Farm finances not getting better

The Cayman Turtle Farm, which was taken over by the government in 1983, receives about 230,000 visitors per year. That makes it the most popular land attraction for visitors in the Cayman Islands and the second most popular attraction overall next to Stingray City and the Sandbar in Grand Cayman’s North Sound.  

However, to just “break even”, facility Managing Director Tim Adam estimates they would have to draw twice that number – 460,000 people – about one-quarter of Cayman’s current yearly total visitors, counting both cruise ship and stay-over tourist numbers.  

That number is not likely to be reached unless Grand Cayman can install a new cruise ship berthing facility in George Town and/or a berthing facility at the West Bay Public Beach, Mr. Adam said. When the Turtle Farm was expanded in the early part of last decade, the business model called for the construction of a cruise dock at the public beach.  

“In the current scenario, where we don’t have a cruise dock…we have to bear in mind that about 70 per cent of our revenues come from the cruise business,” Mr. Adam said.  

He also says an aggressive tourism marketing campaign targeted at stay-over visitors is under way, but that alone won’t make the numbers the farm needs to be solvent one day.  

Financial records show the overall net loss figures for the Turtle Farm have dropped from about $13 million in 2007/08 to about $8 million in 2010/11.  

Personnel costs for the farm operation have dropped by about $1.8 million in the last two years, mainly due to the layoff of 20 staff members at the facility in mid-2010. Revenues have increased slightly in recent years, but they are not keeping up with the costs of operating the Turtle Farm.  

While some of that could be considered good or at least better news, other farm operating costs have increased. For instance, the facility’s electric bill went from $1.2 million in 2009 to $1.7 million in 2010; an increase of more than 40 per cent in a single year.  

The farm also lost $3 million in depreciated assets in one year between the 2011/12 and 2012/13 fiscal years.  

Over the past four government budgets, including the current 2012/13, the Cayman Islands government has spent or plans to spend an average of $9.775 million each year in ‘equity investments’ for the continued operation of the Turtle Farm.  

The payments, according to Turtle Farm Chief Financial Officer Phillip Fourie, are mostly to pay off debt accumulated by the farm during a redevelopment and expansion effort that was undertaken between 2001 and 2004 and other loans that were taken since that time  

For instance, this year Fourie says about $6 million will be paid from the government subsidy to retire the principle and pay off interest on that debt. The other $4.5 million will go to making up operational costs of the farm that its revenues cannot support.  
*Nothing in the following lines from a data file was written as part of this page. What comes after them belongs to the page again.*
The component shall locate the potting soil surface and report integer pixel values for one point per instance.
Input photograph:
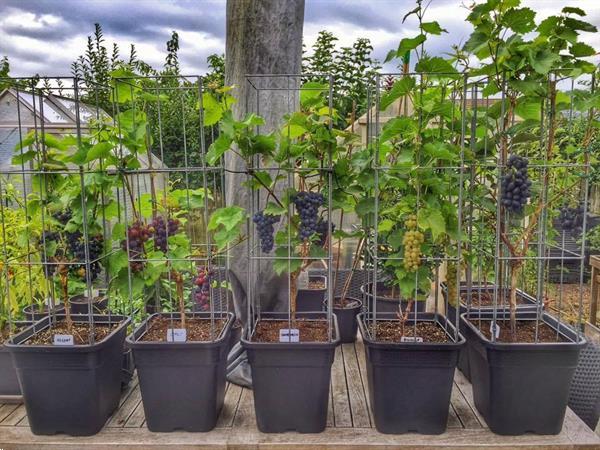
(309, 330)
(80, 332)
(486, 298)
(391, 331)
(198, 330)
(525, 331)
The majority of the remaining facility debt, about $31 million as of the end of October, will be paid off by 2019 or earlier, according to farm officials.  

When the Turtle Farm may manage to retire its debt is immaterial to the debate, according to officials with the UK-based World Society for the Protection of Animals. The problem is the tourism facility’s business model is no longer relevant from when it was first established, WSPA officials said.  
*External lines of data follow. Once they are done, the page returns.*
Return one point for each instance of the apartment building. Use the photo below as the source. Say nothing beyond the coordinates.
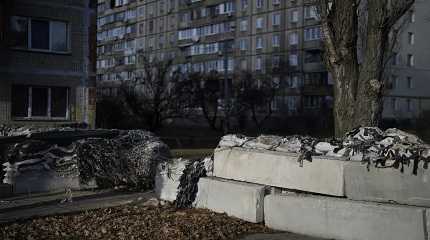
(47, 70)
(280, 39)
(408, 93)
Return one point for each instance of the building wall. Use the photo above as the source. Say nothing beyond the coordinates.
(408, 94)
(48, 69)
(159, 23)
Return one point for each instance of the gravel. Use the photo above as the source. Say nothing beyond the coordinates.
(133, 222)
Initially the Cayman Turtle Farm was mainly focused on the sale of turtle products; not only meat but oils, shells and other products, according to the agency’s report. When the Convention on International Trade in Endangered Species was established, such trade outside of the Cayman Islands became illegal.  

A transition from the turtle product trade to tourism seemed a logical alternative at the time, the WSPA said, but it hasn’t worked.  
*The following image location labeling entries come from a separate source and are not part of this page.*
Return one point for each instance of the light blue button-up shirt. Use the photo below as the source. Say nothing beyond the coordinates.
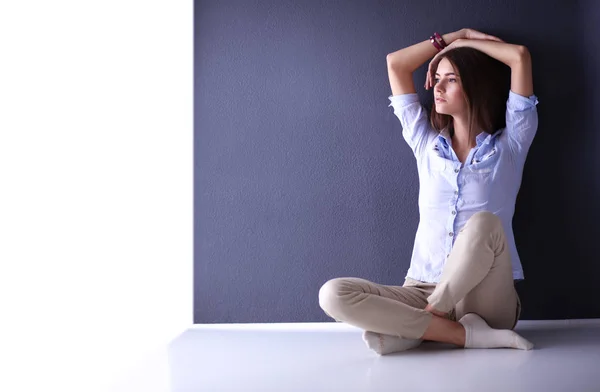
(450, 192)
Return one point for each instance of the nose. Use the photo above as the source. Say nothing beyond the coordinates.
(439, 87)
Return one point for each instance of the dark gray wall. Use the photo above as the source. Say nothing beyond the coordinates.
(302, 175)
From 2001-2004, the farm underwent a major tourism-focused redevelopment … at a cost of some US$47.5 million. Complications and “excessive fees” from securing loans for the project have been an “ongoing source of discussion on the Island”. Loss of assets during 2004’s Hurricane Ivan was also significant.  

A loan from Cayman National Bank “to the tune of” $8.8 million was sought and obtained in 2006 after the farm “continued to generate significant losses and experienced cash flow difficulties”, according to the WSPA report.  

The farm remains heavily in debt with total long-term borrowings of approximately US$55.6 million. Those balances were totalled by WSPA as of June 2010. Today, farm officials said its debts are less than half that amount.